Les époux sont convoqués par le Greffe du Juge aux Affaires familiales au moins quinze jours à l’avance par courrier.
Leurs avocats en sont parallèlement avisés.

La convocation à l’audience  est en général très rapide.
Ainsi à Clermont-Ferrand, il arrive de voir des audiences fixées trois ou 4 semaines seulement après le dépôt de la requête.

L’audience de divorce et l’homologation de la convention de divorce.

A l’occasion de cette audience, les époux sont d’abord reçus individuellement par le juge qui s’assure de leur consentement à la procédure.
Puis les époux sont reçus ensemble avec leur(s) avocat(s).

Le juge fait éventuellement lecture de la convention de divorce des époux et attire leur attention sur les engagements qu’ils y ont pris, s’agissant notamment de l’exercice de l’autorité parentale.

Il peut éventuellement demander aux époux ainsi qu’à leur avocat d’effectuer les modifications qu’il juge utile.

Puis, dans la très grande majorité des cas, il homologue la convention et prononce le divorce des époux.

Le refus d’homologation de la convention de divorce

Lorsqu’il estime que la convention ne protège pas suffisamment des intérêts de l’un des époux ou des enfants, le juge peut, par une ordonnance rendue sur le champ, refuser d’homologuer la convention ajourner le prononcer du divorce et inviter les époux à représenter une nouvelle convention avant l’expiration d’un délai de six mois.

L’ordonnance ainsi rendue précisera les conditions ou garanties auxquelles sera subordonnée l’homologation de la nouvelle convention de divorce.

Cette ordonnance pourra cependant homologuer les mesures provisoires sur lesquelles les parties s’entendent et qui auront cours jusqu’à l’audience suivante : autorisation de résidence séparée, résidence des enfants, pension alimentaire etc…

Si une nouvelle convention n’est pas présentée dans le délai de six mois ou que l’homologation est de nouveau refusée, le juge rend une ordonnance par laquelle il constate la caducité de la demande en divorce.

IV – Après l’audience de divorce

Le divorce prend effet entre les époux le jour auquel le juge rend le jugement de divorce, sauf si dans leur convention les parties ont souhaité en faire remonter les effets à une date antérieure.

Elle ne prend cependant effet à l’égard des tiers qu’à compter de sa publication en marge des actes de l’état-civil.

Pour cette publication, l’avocat prendra soin de faire signer par les parties un acte d’acquiescement dans lequel les ex époux déclarent acquiescer purement et simplement au jugement de divorce et renoncer à toute voie de recours.
Puis l’avocat adressera ledit acte d’acquiescement accompagné du jugement de divorce à la mairie où le mariage a été célébré qui se chargera de rectifier l’acte de mariage et communiquera l’information aux mairies des lieux de naissance des époux.

Le jugement de divorce sera insusceptible d’appel, faute d’intérêt à agir des époux, puisque la décision de divorce donne satisfaction à leur requête initiale.

Il pourra éventuellement faire l’objet d’un pourvoi en cassation qui peut être exercé dans les 15 jours du prononcé du divorce.

Toute autre action en annulation ou en révision de la décision de divorce sera irrecevable, sauf quelques hypothèses tirées du droit des procédures collectives.

Par-ailleurs les créanciers des époux pourront former tierce opposition contre la décision d’homologation de la convention dans le délai d’un an à compter de la publicité du divorce.

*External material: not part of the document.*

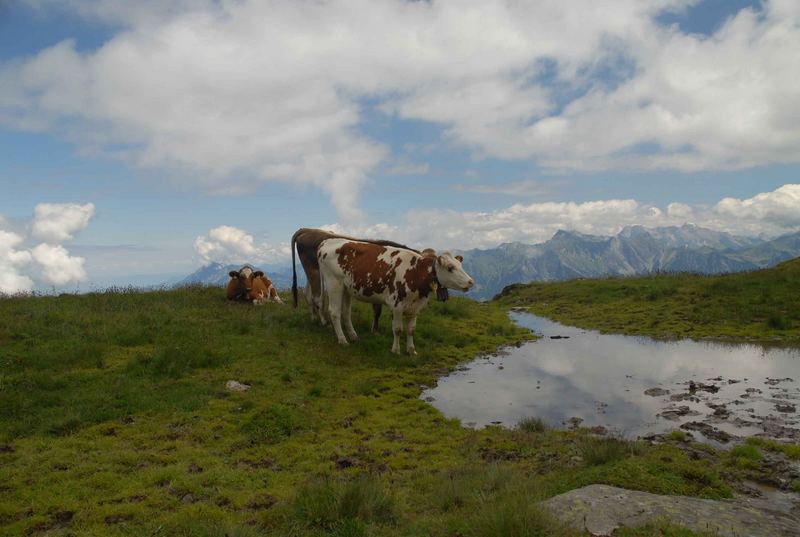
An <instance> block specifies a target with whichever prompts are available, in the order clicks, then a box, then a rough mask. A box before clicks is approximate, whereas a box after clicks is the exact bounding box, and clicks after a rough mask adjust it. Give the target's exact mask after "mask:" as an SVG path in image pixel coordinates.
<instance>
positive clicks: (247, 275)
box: [228, 266, 253, 302]
mask: <svg viewBox="0 0 800 537" xmlns="http://www.w3.org/2000/svg"><path fill="white" fill-rule="evenodd" d="M252 272H253V269H252V268H250V267H249V266H245V267H243V268H242V269H241V270H239V271H236V270H232V271H230V272H229V273H228V276H230V277H231V281H230V282H228V300H234V301H237V302H246V301H248V300H250V289H251V287H252V278H251V277H250V276H251V275H252Z"/></svg>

Cependant leur action ne visera qu’à déclarer l’inopposabilité de la convention entre époux à leur égard.

Ainsi donc la convention de divorce devient immutable dès l’homologation et reçoit la force exécutoire d’une décision de justice.
Elle pourra donc faire l’objet d’une exécution forcée à l’encontre de la partie qui ne s’y soumettrait pas.

Elle ne pourra être modifiée que d’un commun accord des parties, accord qui devra de nouveau être soumis à l’homologation d’un juge.

Les textes prévoient cependant qu’à défaut d’accord le juge peut être saisi de demandes de modifications qui seront limitées aux dispositions relatives aux enfants ainsi qu’à la révision de la prestation compensatoire.